Until graduation comes, Salcedo intends to keep attending meetings with Latin American Recruitment and Educational Services, which she says allows her to immerse herself in her culture. She also plans on taking challenging courses through the University of Illinois at Chicago’s Honors College.
About the Siara Designs Sustainability in Environment, Art, and Creativity Scholarship
Siara Designs opened up its Sustainability in Environment, Art, and Creativity Scholarship in 2023. The scholarship promises $2,500 in financial support to a student who offers new insights on possible partnerships between creative efforts and sustainable activism.
Students must complete written essays of between 500 and 1,000 words detailing their thoughts on creativity and its place in practical sustainability. Siara Designs also requires students to meet certain eligibility criteria, including a minimum 3.0 GPA.
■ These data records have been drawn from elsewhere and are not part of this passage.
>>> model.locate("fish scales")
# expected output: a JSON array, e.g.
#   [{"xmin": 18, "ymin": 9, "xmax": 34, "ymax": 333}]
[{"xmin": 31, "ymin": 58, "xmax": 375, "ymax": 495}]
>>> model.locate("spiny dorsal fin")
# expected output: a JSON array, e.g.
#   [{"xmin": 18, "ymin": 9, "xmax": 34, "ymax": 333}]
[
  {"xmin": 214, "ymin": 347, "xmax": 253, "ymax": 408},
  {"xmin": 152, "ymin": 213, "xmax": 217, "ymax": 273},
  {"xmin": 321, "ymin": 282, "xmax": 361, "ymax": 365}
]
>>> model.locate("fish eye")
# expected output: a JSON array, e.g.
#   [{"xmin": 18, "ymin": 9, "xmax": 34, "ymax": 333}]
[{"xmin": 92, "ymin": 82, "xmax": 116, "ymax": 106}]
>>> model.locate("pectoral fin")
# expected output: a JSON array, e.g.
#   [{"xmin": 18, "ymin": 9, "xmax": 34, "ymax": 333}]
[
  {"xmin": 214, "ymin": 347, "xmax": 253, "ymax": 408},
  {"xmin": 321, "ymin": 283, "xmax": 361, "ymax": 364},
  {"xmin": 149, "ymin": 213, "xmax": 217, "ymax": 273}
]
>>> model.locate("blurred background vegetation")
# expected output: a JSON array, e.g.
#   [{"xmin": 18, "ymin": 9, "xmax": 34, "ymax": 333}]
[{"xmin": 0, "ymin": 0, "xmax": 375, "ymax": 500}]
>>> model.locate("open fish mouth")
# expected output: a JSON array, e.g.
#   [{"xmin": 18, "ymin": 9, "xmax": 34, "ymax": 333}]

All parties interested in applying for this scholarship should visit its terms and conditions page ahead of the 2024/2025 academic year. Siara Designs’ scholarship selection committee will not accept applications submitted without all applicable materials or after its closing deadline.
Siara Designs Celebrates the Continued Evolution of Creative Sustainability
Siara Designs once again congratulates Cynthia Salcedo on her receipt of the 2023 Sustainability in Environment, Art, and Creativity Scholarship. Salcedo brings great insight into a conversation about creativity and sustainability, highlighting the marketing power of creative works while also emphasizing sustainability’s need for interdisciplinary partnerships.
The team wishes next year’s Siara Designs’ scholarship applicants the best of luck compiling their application materials and hopes that Salcedo’s example will pave the way for the next generation of sustainably-minded creators.